Allow me to set the stage: two partners are bickering over some basic disagreement that probably means more to one of them than the other. They love and care for one another and probably don’t want to be in conflict, yet they repeat the same cycle of conflict, over and over again. The question then is: why do they engage in conflict in the first place?

This could be for a number of reasons, most commonly because:

1) They are not feeling heard or understood

Often communicated by: Wanting more conversation, raising voice to try and be heard and “could you try just listening to what I have to say for once?!”

2) They feel as if they are giving more to the relationship and want their partner to reciprocate

Often communicated by: Nagging and/or blaming. “If you would just _________”.

3) They feel the need to “fight the battle to win the war,” in essence believing that if they can win this “stand-off” it somehow makes for better relationship dynamics in the future

Often communicated by: Getting unnecessarily defensive over a minor dispute. “I’m not doing _______”.

4) They are tired, hungry, or irritated

Often communicated by: Frustration over minor inconveniences. “Uggghhhh!…”.

5) They are stressed out and wanting some relief and/or affirmation

Often communicated by: Emotional display, call for attention, and/or wanting to talk. “Honey, can we please __________”.

6) They do not feel as though their partner is being open and honest with them

Often communicated by: Suspicion/invasion of privacy. “Show me _________” “Tell me _________”.

7) They don’t feel as though the relationship is “where it once was” or “where it should be”

Often communicated by: Dissatisfaction. “I wish we could just __________” “Why can’t we __________”.

8) They are distancing themselves because they want their partner to pursue them

Often communicated by: Silence/edginess, quick abrupt responses.

9) They don’t want to feel powerless or taken advantage of

Often communicated by: Escalating, loudness, and bullying.

10) They feel as though a past conflict is unresolved

Often communicated by: Bringing up the past, making every conflict about “but you did __________”.

11) They want to know you love them more than you love being right

Often communicated by: “Why can’t you just admit ___________”.

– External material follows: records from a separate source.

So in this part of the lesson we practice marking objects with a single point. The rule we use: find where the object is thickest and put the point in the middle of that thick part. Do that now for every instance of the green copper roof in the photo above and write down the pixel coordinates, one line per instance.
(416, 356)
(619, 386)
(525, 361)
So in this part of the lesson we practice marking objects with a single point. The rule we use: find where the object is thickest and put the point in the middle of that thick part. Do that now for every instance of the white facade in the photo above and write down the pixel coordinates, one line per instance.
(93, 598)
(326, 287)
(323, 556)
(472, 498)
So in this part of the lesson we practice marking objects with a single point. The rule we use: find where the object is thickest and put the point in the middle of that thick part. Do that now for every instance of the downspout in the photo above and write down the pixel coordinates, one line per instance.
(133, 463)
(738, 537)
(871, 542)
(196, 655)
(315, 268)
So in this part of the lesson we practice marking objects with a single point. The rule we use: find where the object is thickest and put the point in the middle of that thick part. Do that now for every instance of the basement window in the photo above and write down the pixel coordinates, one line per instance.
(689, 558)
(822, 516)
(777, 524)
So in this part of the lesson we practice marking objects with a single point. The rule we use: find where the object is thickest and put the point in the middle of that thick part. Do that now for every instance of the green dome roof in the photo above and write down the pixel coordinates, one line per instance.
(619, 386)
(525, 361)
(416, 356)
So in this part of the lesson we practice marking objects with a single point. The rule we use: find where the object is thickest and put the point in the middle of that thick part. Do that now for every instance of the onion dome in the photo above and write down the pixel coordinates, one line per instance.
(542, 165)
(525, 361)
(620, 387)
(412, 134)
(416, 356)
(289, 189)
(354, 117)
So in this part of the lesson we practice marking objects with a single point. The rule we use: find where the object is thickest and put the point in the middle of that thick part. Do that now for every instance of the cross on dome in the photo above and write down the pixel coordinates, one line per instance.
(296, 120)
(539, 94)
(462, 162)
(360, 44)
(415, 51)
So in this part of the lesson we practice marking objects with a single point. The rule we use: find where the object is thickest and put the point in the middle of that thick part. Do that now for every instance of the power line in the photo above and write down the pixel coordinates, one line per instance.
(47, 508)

So how can we respond differently when experiencing difficulty communicating? One approach I’ve found helpful is ASKing!

A.S.K.= Healthier Communication

(A)ffirm your partner + (S)hare your Thoughts/Feelings + (K)ey Issue(s) = Healthier Communication.

Now that we understand some of the basic precipitating factors to relationship conflicts, we can look at basic responses that can help resolve these emotional tensions and help partners speak to each other’s emotional needs:

Step One: Affirm.

Using affirming language means to acknowledge your partner’s point of view and try to understand what they are going through. It can essentially be thought of as “mirroring” their thoughts and feelings with your words.

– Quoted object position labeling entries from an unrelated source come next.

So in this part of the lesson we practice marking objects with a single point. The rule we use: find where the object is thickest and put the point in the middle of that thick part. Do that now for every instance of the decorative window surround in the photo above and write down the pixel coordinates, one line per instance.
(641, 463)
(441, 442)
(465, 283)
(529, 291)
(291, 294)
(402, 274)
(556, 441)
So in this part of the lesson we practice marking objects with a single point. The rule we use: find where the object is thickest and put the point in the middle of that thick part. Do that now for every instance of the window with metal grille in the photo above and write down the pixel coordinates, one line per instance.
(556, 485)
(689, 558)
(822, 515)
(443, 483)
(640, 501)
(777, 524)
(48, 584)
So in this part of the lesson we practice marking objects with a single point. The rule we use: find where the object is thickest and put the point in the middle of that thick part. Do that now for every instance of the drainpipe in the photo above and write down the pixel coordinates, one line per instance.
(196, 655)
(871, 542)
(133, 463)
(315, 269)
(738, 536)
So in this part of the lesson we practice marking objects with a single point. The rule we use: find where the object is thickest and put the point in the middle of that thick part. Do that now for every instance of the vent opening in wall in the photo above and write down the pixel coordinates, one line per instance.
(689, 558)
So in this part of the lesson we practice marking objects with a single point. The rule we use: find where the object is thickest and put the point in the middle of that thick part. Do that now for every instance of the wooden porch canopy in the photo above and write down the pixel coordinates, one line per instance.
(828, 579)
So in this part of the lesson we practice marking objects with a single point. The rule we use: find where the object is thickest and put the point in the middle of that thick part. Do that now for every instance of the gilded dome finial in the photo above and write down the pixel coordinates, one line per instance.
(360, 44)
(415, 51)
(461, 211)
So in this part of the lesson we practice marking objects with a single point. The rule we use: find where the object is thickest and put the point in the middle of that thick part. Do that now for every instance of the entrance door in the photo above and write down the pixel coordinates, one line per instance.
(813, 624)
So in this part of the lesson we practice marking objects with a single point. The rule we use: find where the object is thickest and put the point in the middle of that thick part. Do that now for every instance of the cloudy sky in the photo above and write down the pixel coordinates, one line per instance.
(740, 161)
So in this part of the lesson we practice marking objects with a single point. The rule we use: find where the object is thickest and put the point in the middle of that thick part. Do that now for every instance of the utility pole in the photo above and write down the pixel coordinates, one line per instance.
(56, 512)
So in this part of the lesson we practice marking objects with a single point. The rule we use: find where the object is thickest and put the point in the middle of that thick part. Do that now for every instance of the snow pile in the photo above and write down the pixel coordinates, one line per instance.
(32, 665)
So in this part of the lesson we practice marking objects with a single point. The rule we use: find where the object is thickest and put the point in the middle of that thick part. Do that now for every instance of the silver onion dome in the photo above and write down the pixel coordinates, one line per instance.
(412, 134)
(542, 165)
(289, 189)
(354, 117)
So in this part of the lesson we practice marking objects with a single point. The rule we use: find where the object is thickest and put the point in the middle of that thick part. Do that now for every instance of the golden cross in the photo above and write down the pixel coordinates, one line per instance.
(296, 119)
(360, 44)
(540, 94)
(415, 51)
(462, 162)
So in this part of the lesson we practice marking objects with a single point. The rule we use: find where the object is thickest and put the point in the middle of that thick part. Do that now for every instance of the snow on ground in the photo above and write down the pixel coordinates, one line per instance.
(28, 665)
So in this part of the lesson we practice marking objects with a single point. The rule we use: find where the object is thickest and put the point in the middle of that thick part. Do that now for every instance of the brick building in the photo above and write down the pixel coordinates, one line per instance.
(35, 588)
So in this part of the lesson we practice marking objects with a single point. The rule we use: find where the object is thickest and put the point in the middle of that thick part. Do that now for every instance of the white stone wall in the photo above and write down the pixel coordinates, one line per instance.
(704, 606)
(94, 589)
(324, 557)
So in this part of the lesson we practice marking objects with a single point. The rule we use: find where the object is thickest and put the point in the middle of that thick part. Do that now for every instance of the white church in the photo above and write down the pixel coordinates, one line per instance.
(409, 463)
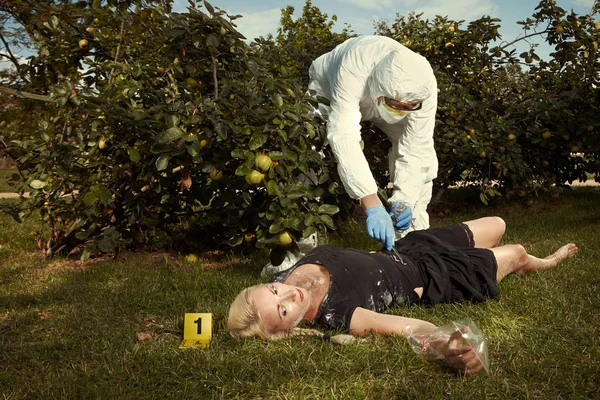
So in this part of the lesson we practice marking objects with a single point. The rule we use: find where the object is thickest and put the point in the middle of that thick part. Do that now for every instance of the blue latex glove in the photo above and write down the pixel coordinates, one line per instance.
(380, 227)
(401, 219)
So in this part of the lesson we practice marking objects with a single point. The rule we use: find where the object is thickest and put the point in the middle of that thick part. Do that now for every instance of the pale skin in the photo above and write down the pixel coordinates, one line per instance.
(283, 305)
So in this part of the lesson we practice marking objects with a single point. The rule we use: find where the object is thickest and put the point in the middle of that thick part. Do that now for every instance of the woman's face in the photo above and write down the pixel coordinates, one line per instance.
(281, 306)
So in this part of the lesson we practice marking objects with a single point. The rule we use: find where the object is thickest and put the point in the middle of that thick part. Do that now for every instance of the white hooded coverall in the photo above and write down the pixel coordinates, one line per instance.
(352, 77)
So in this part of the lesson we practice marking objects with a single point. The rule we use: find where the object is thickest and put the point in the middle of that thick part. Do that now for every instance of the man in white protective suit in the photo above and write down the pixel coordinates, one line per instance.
(375, 78)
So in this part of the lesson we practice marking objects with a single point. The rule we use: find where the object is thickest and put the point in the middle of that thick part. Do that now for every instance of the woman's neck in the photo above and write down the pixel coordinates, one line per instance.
(315, 279)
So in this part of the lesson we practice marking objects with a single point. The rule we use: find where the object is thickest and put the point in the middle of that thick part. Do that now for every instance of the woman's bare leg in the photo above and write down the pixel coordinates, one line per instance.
(487, 231)
(513, 258)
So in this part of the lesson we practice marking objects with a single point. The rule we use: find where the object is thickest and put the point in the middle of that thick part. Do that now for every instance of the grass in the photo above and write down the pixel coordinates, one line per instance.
(5, 175)
(68, 329)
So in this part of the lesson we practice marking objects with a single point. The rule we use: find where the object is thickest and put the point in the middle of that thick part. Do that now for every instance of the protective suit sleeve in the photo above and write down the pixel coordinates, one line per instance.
(414, 161)
(343, 134)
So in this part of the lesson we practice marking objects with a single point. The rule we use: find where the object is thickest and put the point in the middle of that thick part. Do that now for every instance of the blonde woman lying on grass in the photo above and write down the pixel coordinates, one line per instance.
(348, 289)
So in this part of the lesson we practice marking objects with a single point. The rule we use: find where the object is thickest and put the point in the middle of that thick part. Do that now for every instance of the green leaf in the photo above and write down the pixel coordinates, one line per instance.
(162, 162)
(326, 219)
(243, 170)
(310, 219)
(170, 135)
(328, 209)
(276, 226)
(278, 100)
(36, 184)
(271, 186)
(89, 198)
(239, 154)
(134, 155)
(309, 231)
(257, 141)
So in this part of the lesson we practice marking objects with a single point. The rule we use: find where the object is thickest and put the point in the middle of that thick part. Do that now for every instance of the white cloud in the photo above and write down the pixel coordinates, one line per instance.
(376, 4)
(584, 3)
(261, 23)
(467, 10)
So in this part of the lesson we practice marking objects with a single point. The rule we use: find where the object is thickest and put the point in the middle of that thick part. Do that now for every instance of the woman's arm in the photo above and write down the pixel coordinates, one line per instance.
(463, 358)
(364, 321)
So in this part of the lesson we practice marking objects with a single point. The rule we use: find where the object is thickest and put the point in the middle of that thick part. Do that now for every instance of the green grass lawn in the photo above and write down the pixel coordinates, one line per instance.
(69, 329)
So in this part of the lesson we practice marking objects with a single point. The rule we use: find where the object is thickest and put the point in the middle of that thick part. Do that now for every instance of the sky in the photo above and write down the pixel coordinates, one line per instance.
(261, 17)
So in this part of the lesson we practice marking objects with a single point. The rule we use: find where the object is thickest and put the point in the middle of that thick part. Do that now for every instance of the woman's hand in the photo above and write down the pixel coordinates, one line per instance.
(457, 355)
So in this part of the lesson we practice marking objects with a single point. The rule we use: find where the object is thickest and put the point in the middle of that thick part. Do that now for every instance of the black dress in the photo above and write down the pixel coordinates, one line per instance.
(442, 261)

Examples: “I can see that my actions really upset you. I know this is especially important for you and it didn’t seem like I was taking it seriously.” “I get that you are confused and upset right now, that makes sense to me. If I were in your shoes I would feel the same way.”

Step Two: Share your thoughts and feelings that contributed to the conflict (Using “I” statements).

This might take some time, especially if you are still emotional and defensive. Take some time to think through what you would’ve liked to have done differently. This “disarms” the conversation by letting your partner know you take full ownership of your actions and helps them to do the same.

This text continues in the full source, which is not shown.